If enacted, the resolution would ensure that BLM’s final rule has no force or effect, and that BLM cannot issue a rule that is substantially the same without subsequent authorization from Congress.
“This rule is one of the most egregious abuses of power from the Obama administration designed to shut down responsible energy development on our federal lands. When unelected bureaucrats and ideological aims supersede congressional intent and responsible regulation – as was the case with this rule – Congress has an obligation act. This is the first of many steps we will take to cut red tape that is forcing job losses in communities across the country and undercutting our domestic energy resource potential,” Bishop stated.

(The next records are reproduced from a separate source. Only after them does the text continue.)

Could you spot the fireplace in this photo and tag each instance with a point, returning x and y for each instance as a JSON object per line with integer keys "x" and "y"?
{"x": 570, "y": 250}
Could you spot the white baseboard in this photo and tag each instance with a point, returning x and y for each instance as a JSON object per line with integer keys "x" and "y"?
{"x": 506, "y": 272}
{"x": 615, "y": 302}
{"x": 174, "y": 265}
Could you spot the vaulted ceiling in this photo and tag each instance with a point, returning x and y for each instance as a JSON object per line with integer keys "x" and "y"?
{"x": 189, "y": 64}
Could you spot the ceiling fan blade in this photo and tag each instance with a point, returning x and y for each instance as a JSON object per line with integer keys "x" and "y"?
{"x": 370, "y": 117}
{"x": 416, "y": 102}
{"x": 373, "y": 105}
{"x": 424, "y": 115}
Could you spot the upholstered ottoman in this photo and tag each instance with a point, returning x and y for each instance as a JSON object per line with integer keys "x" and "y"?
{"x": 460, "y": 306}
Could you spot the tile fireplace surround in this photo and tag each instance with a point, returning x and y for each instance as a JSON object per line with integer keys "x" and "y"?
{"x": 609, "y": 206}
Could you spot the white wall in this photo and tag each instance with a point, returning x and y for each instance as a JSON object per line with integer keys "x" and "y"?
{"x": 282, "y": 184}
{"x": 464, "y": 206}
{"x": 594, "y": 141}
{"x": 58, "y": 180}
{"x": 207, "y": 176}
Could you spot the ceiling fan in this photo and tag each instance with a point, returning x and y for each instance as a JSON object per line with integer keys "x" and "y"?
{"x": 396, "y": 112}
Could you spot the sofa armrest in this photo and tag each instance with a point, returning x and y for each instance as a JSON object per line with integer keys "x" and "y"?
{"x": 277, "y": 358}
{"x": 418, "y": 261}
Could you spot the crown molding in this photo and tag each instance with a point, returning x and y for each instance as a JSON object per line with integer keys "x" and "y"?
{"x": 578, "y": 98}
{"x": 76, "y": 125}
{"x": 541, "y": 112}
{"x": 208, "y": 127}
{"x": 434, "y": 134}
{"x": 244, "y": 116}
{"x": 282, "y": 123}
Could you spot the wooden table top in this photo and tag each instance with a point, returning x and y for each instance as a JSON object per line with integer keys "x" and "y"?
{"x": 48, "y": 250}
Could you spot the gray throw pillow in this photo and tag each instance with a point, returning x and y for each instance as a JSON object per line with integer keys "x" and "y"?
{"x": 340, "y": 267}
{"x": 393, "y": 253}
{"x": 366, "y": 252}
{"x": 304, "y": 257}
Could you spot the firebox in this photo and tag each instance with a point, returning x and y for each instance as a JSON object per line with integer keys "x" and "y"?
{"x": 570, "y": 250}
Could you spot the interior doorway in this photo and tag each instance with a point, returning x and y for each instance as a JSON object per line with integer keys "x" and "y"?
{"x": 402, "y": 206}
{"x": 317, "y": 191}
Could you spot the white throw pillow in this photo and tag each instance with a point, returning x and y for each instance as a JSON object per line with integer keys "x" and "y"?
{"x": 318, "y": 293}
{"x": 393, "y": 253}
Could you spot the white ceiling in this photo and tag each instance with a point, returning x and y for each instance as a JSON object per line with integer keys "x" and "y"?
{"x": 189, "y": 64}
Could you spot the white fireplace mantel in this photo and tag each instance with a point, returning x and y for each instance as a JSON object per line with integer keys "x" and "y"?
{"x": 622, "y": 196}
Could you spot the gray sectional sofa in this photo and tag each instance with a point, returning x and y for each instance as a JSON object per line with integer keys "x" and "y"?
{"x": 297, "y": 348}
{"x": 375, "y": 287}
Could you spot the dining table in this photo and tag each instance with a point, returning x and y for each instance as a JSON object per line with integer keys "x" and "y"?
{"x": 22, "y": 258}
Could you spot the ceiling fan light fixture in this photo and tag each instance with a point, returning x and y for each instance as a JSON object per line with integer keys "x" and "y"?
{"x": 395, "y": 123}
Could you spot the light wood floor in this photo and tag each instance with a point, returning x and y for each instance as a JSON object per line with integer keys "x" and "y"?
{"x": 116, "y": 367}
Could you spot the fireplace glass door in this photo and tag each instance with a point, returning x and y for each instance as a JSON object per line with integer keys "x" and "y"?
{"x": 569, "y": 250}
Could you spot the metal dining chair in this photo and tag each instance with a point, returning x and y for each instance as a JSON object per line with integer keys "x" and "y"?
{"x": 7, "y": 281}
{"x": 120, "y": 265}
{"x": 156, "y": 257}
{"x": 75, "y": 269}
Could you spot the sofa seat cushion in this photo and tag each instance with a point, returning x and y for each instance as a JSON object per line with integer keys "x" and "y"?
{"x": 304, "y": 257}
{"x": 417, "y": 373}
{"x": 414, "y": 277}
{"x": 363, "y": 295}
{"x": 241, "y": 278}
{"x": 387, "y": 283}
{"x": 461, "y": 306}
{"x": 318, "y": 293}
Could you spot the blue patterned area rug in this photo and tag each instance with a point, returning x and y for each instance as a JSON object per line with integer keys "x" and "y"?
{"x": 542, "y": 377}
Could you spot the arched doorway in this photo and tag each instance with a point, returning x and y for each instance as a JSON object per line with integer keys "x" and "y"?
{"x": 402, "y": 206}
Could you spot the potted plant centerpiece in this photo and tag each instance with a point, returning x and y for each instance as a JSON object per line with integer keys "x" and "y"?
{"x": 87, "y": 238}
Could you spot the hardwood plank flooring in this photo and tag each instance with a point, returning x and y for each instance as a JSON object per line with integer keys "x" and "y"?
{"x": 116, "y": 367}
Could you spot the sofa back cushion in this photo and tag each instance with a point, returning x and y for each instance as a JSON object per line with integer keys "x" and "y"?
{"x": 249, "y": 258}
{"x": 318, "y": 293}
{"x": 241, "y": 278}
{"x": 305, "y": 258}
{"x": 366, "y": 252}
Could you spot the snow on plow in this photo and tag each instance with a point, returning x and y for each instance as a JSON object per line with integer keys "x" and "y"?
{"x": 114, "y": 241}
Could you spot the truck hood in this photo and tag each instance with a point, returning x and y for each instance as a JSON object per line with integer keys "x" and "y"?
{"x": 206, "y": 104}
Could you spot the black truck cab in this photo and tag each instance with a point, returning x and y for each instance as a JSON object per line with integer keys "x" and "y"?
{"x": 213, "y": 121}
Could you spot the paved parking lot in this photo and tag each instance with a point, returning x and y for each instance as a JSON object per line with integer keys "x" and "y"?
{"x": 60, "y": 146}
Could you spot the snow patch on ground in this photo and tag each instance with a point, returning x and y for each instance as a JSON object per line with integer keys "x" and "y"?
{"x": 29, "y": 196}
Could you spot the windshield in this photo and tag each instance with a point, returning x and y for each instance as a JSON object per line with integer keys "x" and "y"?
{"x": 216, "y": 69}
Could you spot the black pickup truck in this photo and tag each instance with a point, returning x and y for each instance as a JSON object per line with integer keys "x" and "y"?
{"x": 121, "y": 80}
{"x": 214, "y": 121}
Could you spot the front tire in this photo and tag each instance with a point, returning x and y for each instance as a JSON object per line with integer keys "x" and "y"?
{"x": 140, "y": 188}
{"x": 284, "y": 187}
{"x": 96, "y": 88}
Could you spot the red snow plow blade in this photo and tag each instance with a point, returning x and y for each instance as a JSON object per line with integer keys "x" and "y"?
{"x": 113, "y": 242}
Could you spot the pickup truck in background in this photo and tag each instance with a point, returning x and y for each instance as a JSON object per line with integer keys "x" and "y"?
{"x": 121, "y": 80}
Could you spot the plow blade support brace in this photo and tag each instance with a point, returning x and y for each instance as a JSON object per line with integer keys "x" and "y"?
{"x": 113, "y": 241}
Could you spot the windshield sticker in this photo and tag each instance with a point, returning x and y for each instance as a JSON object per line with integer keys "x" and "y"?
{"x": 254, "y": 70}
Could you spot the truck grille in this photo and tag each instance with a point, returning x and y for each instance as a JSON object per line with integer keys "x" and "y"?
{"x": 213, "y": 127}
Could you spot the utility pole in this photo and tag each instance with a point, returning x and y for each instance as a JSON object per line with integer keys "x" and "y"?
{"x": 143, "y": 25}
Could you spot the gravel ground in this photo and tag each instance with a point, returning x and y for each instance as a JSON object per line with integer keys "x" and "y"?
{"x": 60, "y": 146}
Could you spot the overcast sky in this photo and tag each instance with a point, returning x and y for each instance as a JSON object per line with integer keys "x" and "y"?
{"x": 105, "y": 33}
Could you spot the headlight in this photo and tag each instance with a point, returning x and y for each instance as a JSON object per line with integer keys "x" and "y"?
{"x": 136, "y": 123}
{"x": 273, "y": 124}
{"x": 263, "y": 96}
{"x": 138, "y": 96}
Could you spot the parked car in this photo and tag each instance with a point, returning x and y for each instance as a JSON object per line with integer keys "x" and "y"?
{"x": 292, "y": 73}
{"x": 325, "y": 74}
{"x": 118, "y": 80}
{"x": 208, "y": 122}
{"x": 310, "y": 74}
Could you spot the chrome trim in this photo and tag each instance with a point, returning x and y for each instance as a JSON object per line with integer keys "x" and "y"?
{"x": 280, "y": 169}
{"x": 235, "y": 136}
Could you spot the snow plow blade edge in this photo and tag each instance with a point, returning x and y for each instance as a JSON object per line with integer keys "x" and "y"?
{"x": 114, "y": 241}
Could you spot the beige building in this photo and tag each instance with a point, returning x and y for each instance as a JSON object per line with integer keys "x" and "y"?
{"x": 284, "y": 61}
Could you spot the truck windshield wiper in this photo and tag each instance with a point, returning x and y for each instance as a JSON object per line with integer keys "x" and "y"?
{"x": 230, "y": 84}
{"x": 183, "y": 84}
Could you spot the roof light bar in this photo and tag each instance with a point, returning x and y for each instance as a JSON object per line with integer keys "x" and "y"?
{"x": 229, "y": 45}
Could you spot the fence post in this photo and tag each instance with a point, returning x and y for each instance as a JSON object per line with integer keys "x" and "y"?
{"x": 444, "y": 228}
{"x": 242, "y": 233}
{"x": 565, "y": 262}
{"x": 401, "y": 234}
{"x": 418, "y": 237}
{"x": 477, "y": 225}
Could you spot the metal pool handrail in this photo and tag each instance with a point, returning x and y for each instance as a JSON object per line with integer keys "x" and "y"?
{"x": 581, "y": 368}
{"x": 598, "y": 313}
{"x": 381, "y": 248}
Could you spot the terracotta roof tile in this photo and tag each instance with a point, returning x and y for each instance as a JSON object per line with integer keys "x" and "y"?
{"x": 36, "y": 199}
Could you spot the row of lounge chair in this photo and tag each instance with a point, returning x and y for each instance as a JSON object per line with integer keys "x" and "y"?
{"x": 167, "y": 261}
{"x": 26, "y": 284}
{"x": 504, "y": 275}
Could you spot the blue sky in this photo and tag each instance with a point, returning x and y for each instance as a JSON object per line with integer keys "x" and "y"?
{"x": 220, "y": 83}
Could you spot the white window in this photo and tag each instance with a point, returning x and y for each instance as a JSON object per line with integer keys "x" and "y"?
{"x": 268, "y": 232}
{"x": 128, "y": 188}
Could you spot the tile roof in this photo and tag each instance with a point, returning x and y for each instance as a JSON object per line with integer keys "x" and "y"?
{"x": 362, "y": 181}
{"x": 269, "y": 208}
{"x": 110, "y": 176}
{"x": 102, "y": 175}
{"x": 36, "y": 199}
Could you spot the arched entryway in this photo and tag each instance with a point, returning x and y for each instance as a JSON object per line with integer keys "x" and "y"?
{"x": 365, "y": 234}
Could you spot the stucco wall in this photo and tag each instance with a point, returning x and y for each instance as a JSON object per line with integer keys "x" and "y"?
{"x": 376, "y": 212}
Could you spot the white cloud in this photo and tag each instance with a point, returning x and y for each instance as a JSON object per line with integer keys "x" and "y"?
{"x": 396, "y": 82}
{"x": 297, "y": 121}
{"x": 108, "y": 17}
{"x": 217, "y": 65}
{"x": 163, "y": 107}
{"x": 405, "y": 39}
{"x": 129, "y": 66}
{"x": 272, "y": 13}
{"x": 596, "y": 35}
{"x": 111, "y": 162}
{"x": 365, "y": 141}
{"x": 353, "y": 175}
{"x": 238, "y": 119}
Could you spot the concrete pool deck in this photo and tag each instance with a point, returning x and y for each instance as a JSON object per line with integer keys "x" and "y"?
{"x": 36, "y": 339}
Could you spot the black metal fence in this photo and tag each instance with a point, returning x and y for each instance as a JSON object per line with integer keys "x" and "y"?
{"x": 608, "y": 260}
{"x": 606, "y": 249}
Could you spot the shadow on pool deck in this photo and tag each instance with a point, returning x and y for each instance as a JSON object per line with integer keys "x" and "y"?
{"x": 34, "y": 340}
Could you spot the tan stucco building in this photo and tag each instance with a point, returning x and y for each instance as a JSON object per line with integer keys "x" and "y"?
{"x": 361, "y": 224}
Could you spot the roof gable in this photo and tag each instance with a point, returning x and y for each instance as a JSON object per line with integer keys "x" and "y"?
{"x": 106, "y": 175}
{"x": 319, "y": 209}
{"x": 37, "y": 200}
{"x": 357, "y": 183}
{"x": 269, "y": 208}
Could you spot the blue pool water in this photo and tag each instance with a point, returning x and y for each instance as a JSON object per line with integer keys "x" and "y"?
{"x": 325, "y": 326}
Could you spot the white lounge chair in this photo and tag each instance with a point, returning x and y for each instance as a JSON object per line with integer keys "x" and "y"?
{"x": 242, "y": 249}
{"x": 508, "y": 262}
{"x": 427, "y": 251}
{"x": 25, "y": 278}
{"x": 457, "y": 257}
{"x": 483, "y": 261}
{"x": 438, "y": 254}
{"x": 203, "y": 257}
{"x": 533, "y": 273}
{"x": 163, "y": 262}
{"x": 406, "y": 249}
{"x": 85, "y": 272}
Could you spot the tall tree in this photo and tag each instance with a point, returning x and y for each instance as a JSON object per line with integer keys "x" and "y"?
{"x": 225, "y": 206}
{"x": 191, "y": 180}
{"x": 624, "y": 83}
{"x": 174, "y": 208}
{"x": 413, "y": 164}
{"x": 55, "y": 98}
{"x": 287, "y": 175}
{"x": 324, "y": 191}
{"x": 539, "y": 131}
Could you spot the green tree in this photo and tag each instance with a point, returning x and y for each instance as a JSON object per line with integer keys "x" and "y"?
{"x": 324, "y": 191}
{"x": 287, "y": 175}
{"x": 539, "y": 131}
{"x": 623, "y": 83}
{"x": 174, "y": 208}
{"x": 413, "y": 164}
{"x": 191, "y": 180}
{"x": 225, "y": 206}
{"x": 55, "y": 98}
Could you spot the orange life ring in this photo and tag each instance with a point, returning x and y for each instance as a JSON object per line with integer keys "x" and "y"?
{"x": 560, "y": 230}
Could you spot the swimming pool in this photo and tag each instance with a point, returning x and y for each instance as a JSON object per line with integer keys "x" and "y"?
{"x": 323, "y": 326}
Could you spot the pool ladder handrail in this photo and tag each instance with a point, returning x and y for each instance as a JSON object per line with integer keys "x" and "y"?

“The Republican majority in Congress is taking action against excessive and unnecessary regulations,” Barrasso said. “It is the job of the EPA and the states, not the Bureau of Land Management, to regulate air quality. Instead of enforcing a duplicative regulation, BLM should use its limited resources to permit natural gas pipelines on federal lands in a timely manner. Pipelines will help producers capture additional gas and get that gas to market. These projects will also create jobs and provide energy for Americans.”
On Nov. 18, 2016, BLM issued its final rule on “Waste Prevention, Production Subject to Royalties, and Resource Conservation,” (81 Fed. Reg. 83,008).
The Congressional Review Act empowers Congress to review new federal regulations issued by government agencies. With the passage of a joint resolution and the signature of the president, Congress can overrule a regulation.